New Pharmacy Board To Tackle Fake Drug Menace

Chairman of the newly inaugurated Pharmacy Council Board, Dr Yaw Adu-Agyei Gyamfi says the Board will work with other relevant agencies and stakeholders to promote effective policies to help reduce the fake drug menace that has bedevilled the country.

“This council will promote effective policies through monitoring and inspection of pharmaceutical premises to reduce the fake drug menace that has beset our nation,” he noted at the inauguration of the Board last Friday by Alex Segbefia, Minister of Health.

It is estimated that about 20-30% of drugs being sold in the country are either fake or substandard.

Dr Yaw Adu Gyamfi bemoaned the overconcentration of pharmaceutical services in the cities and capital towns across the country, and said the Board, as part of its mandate, will ensure the equitable and accessible distribution of pharmaceutical services to reach all districts and the rural communities in the country.
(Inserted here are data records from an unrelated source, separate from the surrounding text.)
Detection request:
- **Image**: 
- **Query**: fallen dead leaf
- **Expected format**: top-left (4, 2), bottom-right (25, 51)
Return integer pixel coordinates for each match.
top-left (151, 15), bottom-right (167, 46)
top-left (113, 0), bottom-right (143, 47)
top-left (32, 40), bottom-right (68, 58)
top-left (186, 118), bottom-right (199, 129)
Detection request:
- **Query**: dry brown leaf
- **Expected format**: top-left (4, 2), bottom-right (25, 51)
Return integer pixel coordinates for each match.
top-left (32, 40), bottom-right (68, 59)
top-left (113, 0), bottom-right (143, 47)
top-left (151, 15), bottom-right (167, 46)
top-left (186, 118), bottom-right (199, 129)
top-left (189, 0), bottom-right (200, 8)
Additionally, he noted that the Council, together with other stakeholders, will review and strengthen the curricula of the Pharmacy Schools to enable graduates meet the expectations of the practice in the 21st Century and to ensure strict discipline among practicing pharmacists.

“We intend to exercise disciplinary powers over pharmacists who tend to leave their premises unattended to in the hands of non-professionals, which tend to affect public health,” he emphasised.

The Minister of Health, Alex Segbefia, also emphasised that the new Board, being the first to be formed after the passage of the Health Professionals Regulatory Bodies Act, 2013 (Act 857), has the responsibility to provide the needed strategic direction and policies to the Council to effectively carry out its mandate.

He charged the Board to address the influx of counterfeit and substandard medicines into the country, check the indiscriminate peddling of all manner of medicines across the country, and maintain high practice standards.

“In the rapidly changing world, it is necessary for pharmacists and other stakeholders in the pharmaceutical industry to be updated with new and improved ways to accommodate changing needs and best practices since no person or institution seeking to achieve anything substantial can afford to be ignorant of the latest information or best practice.”

He also charged the Council to step up its public education programmes to help reduce or completely eliminate ignorance and myths associated with some disease conditions and use of medicines.